The pattern shows up in lending protocols repeatedly. **Compound V2 forks**, **Aave V2 forks**, and dozens of yield aggregators have shipped with the `balances[user] += amount` bug. The exploit isn't always a hack in the dramatic sense — it's slow accounting drift that surfaces when the pool is drained and someone discovers they cannot withdraw their full credited balance.

**Balancer V1 (2020)** lost roughly **$500K** when an attacker used STA (a deflationary token) in a flash-loan loop. Each swap deducted 1% from the pool's STA balance while Balancer's internal accounting did not.

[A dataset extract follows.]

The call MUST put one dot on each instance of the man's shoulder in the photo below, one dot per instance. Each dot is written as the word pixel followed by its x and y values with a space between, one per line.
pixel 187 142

The attacker drained STA from the pool to dust, then drained WETH, WBTC, LINK, and SNX against the broken invariant.
- **Multiple Compound forks on BSC** had to halt FoT collateral types after users discovered they could borrow against inflated deposit balances.
- **Pickle Finance, Harvest, and several yield vaults** patched FoT handling in 2021 after audit findings showed share-price calculations could be gamed with deflationary tokens.

The Balancer incident is the canonical case study — read the post-mortem and you'll see the same `transferFrom(amount)` assumption sitting at the root.

Rebasing Tokens Are a Different Beast

FoT changes balances *during* transfer. Rebasing tokens (AMPL, stETH before wrapping) change balances *between* transfers, with no event your contract observes. If you snapshot a user's deposit and later compare `balanceOf(this)` to that snapshot, a positive rebase makes it look like someone deposited free money; a negative rebase makes withdrawals revert.

For rebasing tokens, the answer is usually: **don't store raw balances at all.** Store shares of a pool, like Yearn vaults or wstETH. Or refuse to support them.

Audit Checklist

Every `transferFrom` call into your contract should answer:

Am I using SafeERC20?
- Am I crediting the user with the arguments or with the actual balance delta?
- Does any downstream invariant (total supply of shares, AMM k, debt accounting) assume the delta equals the argument?
- If a user-supplied token is added later (permissionless listings, factory pools), can it be FoT or rebasing?
- On withdrawals, does the user receiving less than expected break a `require` somewhere?

If you're not sure your codebase passes all five, run it through our [free AI audit](https://www.cryptohawking.com/audit) — FoT-mishandling is one of the patterns it flags automatically. For protocols sitting on real TVL with permissionless token listings, the [manual audit](https://www.cryptohawking.com/audit/manual) is $5,000, three business days, and we read every `transferFrom` call by hand.

The Takeaway

ERC-20 is a suggestion, not a contract. `transferFrom(from, to, amount)` is a function that *might* move `amount` tokens. Build your accounting around what your contract actually receives, and the FoT class of bugs disappears. Forget to, and you've handed an attacker a slow leak waiting for a flash loan.